Она стиснула ее ладони, бездумно не заботясь о том, какими будут последствия, если мать разделит ее гнев.
— Ты не помнишь, какими они были жестокими? — Маргрет помнила. И, вспоминая, всякий раз задыхалась от ярости. — Как они били тебя, прижигали раскаленным железом, затягивали на твоей шее удавку и дергали за ее, пока ты, ослепнув от боли, не падала с ног, и в довершение всего раздробили тебе палец. Неужели ты этого не помнишь?
Мать не ответила. Только пожала плечами и покачала головой.
Сдавшись, Маргрет выпустила ее ладони из рук.

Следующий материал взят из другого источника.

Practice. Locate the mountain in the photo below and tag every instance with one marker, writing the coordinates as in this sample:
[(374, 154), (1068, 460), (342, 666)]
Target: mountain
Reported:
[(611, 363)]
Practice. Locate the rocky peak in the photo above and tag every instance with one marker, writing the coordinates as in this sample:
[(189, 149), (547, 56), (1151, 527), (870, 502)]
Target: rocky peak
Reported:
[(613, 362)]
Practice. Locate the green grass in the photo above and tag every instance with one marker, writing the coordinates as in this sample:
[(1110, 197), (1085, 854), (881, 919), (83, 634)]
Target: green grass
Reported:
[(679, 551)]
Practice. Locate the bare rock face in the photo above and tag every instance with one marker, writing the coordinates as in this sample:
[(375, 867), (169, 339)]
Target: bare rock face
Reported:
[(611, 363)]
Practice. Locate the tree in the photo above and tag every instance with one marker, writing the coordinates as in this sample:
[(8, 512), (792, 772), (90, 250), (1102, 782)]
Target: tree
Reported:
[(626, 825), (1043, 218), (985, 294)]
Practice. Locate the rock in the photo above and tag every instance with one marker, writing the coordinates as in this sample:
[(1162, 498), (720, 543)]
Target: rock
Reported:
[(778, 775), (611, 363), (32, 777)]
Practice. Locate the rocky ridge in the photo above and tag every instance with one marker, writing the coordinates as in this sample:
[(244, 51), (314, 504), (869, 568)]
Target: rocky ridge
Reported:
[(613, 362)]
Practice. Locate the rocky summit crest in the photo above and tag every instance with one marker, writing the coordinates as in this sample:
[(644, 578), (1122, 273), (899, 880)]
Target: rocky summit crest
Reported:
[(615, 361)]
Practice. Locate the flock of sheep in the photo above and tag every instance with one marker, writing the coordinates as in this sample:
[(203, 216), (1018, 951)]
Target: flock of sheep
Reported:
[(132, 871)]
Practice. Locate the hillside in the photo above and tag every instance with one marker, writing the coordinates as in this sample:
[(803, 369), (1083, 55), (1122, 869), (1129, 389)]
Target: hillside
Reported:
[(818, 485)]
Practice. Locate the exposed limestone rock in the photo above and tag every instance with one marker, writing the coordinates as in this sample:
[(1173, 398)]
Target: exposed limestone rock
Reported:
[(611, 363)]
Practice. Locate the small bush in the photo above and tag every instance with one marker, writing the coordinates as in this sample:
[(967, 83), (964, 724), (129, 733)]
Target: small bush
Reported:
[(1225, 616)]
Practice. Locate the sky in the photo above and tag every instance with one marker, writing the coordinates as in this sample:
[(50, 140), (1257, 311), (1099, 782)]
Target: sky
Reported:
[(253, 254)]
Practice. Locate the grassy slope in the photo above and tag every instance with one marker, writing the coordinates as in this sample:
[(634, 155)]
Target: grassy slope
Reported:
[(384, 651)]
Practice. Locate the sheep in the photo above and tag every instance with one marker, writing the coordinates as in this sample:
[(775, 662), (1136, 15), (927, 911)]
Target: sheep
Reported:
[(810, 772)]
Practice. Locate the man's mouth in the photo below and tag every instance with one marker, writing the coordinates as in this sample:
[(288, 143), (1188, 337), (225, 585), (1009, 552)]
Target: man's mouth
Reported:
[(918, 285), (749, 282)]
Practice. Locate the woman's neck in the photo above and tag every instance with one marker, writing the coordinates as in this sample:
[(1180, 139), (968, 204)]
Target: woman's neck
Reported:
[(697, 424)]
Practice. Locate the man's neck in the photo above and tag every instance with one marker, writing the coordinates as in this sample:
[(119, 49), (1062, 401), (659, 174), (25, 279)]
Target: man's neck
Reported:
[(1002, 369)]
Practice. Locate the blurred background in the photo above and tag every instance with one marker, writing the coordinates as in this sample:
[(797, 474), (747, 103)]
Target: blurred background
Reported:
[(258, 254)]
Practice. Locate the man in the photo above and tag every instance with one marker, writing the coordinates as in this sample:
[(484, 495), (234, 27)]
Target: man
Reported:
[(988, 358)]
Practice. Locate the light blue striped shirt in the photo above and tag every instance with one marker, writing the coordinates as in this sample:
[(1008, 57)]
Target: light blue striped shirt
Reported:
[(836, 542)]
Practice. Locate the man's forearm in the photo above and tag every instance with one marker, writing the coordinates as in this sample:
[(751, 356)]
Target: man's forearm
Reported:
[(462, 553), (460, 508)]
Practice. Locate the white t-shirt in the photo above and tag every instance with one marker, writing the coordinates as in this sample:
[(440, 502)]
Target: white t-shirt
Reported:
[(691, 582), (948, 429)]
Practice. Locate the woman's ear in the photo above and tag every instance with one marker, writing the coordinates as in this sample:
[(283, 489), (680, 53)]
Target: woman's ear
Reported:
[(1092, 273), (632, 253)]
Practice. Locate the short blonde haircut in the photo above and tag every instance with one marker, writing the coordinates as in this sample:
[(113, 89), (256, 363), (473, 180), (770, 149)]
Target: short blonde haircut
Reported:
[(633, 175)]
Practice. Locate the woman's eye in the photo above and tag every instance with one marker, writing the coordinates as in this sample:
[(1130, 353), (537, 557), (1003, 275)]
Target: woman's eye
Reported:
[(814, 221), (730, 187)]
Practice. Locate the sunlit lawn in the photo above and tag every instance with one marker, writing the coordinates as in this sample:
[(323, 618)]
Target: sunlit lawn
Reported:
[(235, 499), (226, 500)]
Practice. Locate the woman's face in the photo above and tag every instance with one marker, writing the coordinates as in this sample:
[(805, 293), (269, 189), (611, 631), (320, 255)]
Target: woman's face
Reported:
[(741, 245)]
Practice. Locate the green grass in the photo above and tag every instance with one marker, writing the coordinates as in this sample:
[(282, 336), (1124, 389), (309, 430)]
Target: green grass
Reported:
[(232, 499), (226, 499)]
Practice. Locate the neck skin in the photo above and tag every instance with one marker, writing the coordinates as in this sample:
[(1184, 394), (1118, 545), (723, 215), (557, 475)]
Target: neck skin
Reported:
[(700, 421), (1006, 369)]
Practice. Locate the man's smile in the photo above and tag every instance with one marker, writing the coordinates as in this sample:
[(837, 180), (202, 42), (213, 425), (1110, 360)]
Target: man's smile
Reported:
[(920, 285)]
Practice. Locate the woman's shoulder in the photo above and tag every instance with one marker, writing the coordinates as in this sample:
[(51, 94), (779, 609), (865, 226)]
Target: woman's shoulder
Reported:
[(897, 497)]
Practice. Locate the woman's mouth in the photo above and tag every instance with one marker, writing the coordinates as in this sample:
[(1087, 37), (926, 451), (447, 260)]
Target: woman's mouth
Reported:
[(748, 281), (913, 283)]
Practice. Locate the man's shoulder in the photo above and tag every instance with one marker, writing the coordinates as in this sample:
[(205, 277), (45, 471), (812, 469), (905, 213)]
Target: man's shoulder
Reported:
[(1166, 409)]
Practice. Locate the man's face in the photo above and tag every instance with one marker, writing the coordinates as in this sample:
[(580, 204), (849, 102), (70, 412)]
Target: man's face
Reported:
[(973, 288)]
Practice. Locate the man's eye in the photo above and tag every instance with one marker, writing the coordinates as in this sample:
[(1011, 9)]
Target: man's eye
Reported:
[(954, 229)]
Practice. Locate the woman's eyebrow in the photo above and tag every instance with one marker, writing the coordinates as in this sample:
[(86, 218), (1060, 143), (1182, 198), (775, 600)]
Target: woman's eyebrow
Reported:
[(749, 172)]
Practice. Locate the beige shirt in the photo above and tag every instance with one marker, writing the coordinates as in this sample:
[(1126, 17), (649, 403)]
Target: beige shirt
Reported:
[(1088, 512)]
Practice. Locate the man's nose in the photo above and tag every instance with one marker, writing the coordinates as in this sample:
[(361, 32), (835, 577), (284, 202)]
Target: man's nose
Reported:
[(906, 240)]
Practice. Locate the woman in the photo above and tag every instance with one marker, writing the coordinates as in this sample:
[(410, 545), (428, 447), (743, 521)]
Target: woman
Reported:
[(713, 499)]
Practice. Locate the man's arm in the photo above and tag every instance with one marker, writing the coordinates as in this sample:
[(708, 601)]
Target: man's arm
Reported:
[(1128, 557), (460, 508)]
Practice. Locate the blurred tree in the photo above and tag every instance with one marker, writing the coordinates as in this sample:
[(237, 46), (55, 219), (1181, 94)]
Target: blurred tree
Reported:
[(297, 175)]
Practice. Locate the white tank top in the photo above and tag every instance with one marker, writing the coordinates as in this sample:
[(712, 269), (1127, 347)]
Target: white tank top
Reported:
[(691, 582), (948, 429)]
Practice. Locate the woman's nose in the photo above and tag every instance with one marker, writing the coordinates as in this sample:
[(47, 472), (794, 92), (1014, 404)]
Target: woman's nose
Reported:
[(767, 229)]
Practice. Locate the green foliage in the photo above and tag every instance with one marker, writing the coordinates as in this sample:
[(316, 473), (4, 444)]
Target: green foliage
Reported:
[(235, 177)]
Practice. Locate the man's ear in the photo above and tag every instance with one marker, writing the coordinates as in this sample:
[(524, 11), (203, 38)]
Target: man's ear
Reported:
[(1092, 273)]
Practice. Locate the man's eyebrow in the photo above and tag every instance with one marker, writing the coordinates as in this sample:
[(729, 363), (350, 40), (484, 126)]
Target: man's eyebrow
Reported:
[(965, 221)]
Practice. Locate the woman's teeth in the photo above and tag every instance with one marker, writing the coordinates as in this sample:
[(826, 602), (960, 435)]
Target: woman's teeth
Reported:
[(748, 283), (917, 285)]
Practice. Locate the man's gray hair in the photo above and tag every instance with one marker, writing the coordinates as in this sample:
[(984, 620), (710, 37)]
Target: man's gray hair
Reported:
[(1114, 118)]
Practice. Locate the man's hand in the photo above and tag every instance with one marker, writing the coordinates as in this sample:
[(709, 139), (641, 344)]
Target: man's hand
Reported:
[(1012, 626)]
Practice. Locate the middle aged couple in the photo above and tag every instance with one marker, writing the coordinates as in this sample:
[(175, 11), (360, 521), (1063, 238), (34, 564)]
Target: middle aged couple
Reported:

Она перенесла столько боли, ужаса и лишений… Пожалуй, оно даже к лучшему, что ее память пуста.
И вдруг прикосновение. Мать тронула ее за подбородок.
— А нет ли чего-то, что мне хотелось бы вспомнить?
Чего-то, что мне хотелось бы вспомнить.
Она захотела, чтобы мать разделила ее ненависть, чтобы она тоже запылала тем праведным гневом, что обуревал ее саму. Но ради чего? После того, как она положила столько сил на то, чтобы дать матери спокойную, защищенную жизнь, зачем заставлять ее вспоминать о пережитом ужасе? Под гнетом гнева в ее сознании всколыхнулись воспоминания о былых временах. Что-то, что хотелось бы вспомнить…
— Есть, мама. Конечно, есть. Помнишь дворик нашего дома в Эдинбурге? Ты высаживала там колокольчики. Прямо у крыльца, где дольше всего задерживался свет. Ты помнишь это?
Мать задумалась. От напряжения между ее бровями залегла складка. Потом ее взгляд прояснился, словно она и впрямь сумела перенестись в прошлое. Она медленно кивнула.